Old Dominion Freight Line Inc. continues to be on a roll.
The Thomasville, N.C.-based less-than-truckload (LTL) carrier, which has established itself as one of the premier players in all transportation, late yesterday increased its outlook for third-quarter tonnage growth, saying daily tonnage would rise by between 18 and 18.5 percent compared to the same period in 2013. Previously, Old Dominion forecast third-quarter volumes would rise between 17 and 17.5 percent over prior-year results. This marks the third consecutive quarter that Old Dominion has raised its forecasts for tonnage growth during the quarter.
Old Dominion also affirmed its view that third-quarter revenue per hundredweight, excluding fuel surcharges, would increase by 2 to 2.5 percent over the prior-year quarter. Revenue per-hundredweight is a key metric of a LTL carrier's ability to manage its profitability.
Old Dominion said July and August tonnage rose by 18.8 percent and 19 percent, respectively, over the same periods in 2013. Given that September is considered the strongest month of the quarter, it is possible that yesterday's guidance may prove conservative.
In a statement, David S. Congdon, Old Dominion's president and CEO, said the revisions "reflect our ongoing expansion in market share while maintaining our price discipline." Old Dominion's daily tonnage growth has accelerated throughout the year, Congdon said.
Old Dominion's forecasts give industry watchers a more real-time glimpse into LTL market conditions than waiting for the company's quarterly financial results. A pickup in industrial activity, as measured by yesterday's strong August reading on manufacturing from the Institute for Supply Management (ISM), is spurring demand in general for LTL services.

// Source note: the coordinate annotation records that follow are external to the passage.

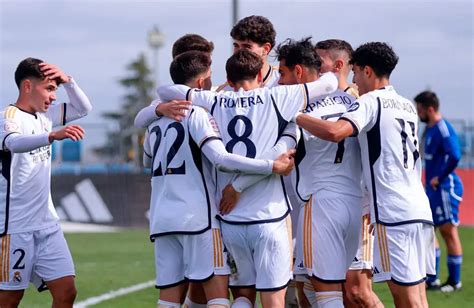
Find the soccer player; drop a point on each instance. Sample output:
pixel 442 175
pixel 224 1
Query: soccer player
pixel 255 232
pixel 257 34
pixel 443 186
pixel 335 55
pixel 188 246
pixel 386 126
pixel 175 109
pixel 33 244
pixel 329 181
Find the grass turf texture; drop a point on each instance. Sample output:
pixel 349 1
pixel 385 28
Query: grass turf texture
pixel 110 261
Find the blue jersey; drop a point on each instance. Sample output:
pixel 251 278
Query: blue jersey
pixel 442 154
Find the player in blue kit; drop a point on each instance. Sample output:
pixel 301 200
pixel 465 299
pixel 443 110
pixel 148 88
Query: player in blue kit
pixel 443 186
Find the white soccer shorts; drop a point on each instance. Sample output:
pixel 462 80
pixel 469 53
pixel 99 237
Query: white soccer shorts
pixel 299 268
pixel 331 230
pixel 181 257
pixel 262 254
pixel 404 254
pixel 364 256
pixel 34 256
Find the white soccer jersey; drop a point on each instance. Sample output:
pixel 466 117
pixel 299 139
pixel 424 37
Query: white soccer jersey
pixel 387 126
pixel 270 80
pixel 327 168
pixel 182 183
pixel 251 123
pixel 25 181
pixel 183 188
pixel 25 199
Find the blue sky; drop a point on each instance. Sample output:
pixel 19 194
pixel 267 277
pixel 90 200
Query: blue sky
pixel 95 40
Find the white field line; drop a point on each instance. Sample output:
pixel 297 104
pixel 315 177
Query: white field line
pixel 113 294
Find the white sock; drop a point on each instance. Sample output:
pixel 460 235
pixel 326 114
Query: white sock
pixel 242 302
pixel 188 303
pixel 331 299
pixel 218 303
pixel 165 304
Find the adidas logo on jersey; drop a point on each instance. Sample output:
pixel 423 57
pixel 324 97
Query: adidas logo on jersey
pixel 353 107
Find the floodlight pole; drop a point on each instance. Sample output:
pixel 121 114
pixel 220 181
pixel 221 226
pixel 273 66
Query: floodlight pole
pixel 156 40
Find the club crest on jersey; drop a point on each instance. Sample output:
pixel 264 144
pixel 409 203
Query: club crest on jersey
pixel 17 277
pixel 214 124
pixel 353 107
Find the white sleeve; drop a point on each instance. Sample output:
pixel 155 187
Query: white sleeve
pixel 294 98
pixel 78 106
pixel 147 115
pixel 215 151
pixel 147 155
pixel 288 140
pixel 18 143
pixel 13 139
pixel 362 114
pixel 204 99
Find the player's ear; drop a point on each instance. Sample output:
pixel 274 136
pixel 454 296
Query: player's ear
pixel 26 85
pixel 298 69
pixel 230 83
pixel 368 71
pixel 338 65
pixel 267 47
pixel 200 83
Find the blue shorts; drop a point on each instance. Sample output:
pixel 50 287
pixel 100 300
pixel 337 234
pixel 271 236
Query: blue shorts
pixel 445 204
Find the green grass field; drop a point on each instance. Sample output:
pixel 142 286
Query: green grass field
pixel 110 261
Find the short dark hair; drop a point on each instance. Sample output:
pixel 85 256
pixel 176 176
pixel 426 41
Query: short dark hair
pixel 335 44
pixel 254 28
pixel 27 68
pixel 191 42
pixel 299 52
pixel 243 65
pixel 189 65
pixel 428 99
pixel 379 56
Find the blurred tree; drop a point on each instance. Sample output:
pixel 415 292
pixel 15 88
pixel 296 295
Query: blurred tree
pixel 124 144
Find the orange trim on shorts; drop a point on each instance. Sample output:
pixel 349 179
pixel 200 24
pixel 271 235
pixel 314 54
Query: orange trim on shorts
pixel 383 247
pixel 290 239
pixel 307 235
pixel 308 286
pixel 5 265
pixel 366 238
pixel 218 257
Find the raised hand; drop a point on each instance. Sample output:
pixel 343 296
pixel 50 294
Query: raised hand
pixel 284 163
pixel 73 132
pixel 53 72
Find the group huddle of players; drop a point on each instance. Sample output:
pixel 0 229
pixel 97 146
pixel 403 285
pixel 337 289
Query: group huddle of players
pixel 234 167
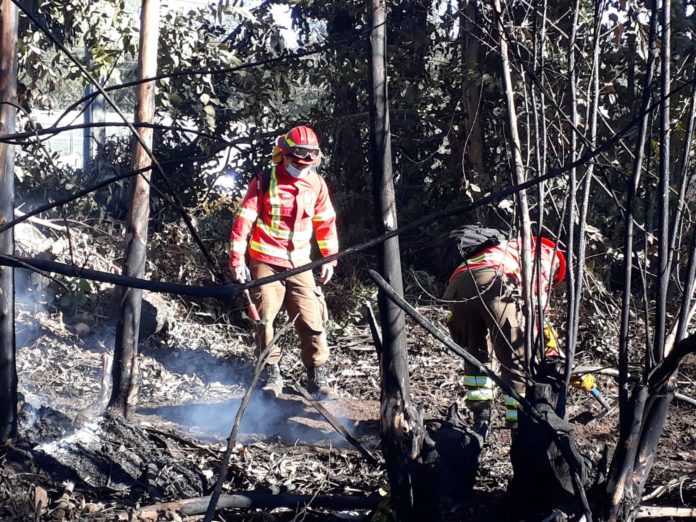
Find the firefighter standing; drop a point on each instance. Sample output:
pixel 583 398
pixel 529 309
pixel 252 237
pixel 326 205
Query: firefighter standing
pixel 484 294
pixel 281 220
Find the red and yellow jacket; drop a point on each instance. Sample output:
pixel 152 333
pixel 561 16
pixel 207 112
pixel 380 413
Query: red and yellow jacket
pixel 505 258
pixel 281 224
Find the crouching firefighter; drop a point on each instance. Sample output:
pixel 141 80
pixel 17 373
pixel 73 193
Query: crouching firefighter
pixel 281 211
pixel 485 299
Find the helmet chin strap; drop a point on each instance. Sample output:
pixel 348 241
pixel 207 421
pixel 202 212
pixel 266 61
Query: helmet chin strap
pixel 297 173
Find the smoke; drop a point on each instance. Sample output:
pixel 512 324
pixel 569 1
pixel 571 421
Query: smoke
pixel 288 420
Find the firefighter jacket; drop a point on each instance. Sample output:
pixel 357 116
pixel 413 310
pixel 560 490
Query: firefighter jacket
pixel 505 258
pixel 281 221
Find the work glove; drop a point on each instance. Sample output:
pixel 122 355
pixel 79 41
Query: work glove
pixel 240 273
pixel 585 382
pixel 326 273
pixel 551 342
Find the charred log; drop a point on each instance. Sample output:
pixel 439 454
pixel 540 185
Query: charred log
pixel 544 478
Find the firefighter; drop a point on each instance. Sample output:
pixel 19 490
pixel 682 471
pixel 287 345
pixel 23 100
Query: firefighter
pixel 281 219
pixel 485 319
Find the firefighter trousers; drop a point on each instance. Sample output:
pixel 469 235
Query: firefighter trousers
pixel 302 299
pixel 485 320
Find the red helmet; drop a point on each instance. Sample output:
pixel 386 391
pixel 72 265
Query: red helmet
pixel 302 144
pixel 561 269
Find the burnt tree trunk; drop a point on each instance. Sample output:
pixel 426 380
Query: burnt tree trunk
pixel 125 371
pixel 398 417
pixel 467 151
pixel 8 97
pixel 634 459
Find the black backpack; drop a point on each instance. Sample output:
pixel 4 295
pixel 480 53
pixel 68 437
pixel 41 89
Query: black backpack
pixel 467 241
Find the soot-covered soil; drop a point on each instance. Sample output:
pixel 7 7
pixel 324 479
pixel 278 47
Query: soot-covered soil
pixel 194 374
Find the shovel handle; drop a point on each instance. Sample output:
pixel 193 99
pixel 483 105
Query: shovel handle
pixel 253 311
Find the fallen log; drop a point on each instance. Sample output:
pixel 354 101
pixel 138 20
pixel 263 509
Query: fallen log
pixel 335 424
pixel 258 500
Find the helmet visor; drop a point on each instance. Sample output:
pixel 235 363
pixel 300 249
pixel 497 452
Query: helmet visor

Gains in the second quarter came in part from pent-up demand as more traffic was pushed into April and May following inclement winter weather. However, Old Dominion's tonnage results are due as much to the company's ability to grab share as an improvement in macro conditions.
Still, a rising tide appears to be lifting other boats. Darren Hawkins, president of YRC Freight, the long-haul LTL unit of YRC Worldwide Inc., said in a phone interview that the company's volumes would remain strong for the rest of the year. Hawkins added that contract negotiations with large accounts—which represent the bulk of YRC Freight's business—are producing yields that are "well above historical norms."
The surge in second-quarter traffic pulled YRC Freight's physical network out of alignment during the quarter, the company has said. As a result, YRC Freight had to rely more heavily on costly purchased transportation services from the railroads. The network got back in sync around July 4, Hawkins said. In August, the company converted terminals in Houston, Seattle, and Memphis to breakbulk facilities capable of consolidating shipments from satellite terminals and repositioning equipment for outbound service. This network change will increase efficiencies, reduce miles travelled, and improve density, Hawkins said.
Today, purchased rail transportation is used judiciously and not as a reactive measure to protect shipment transit times against the delivery variability of a misaligned network, Hawkins said.
YRC Freight has recently added 2,500 employees, according to Hawkins. Of those 1,000 are drivers and 1,500 are working in dock operations, he said.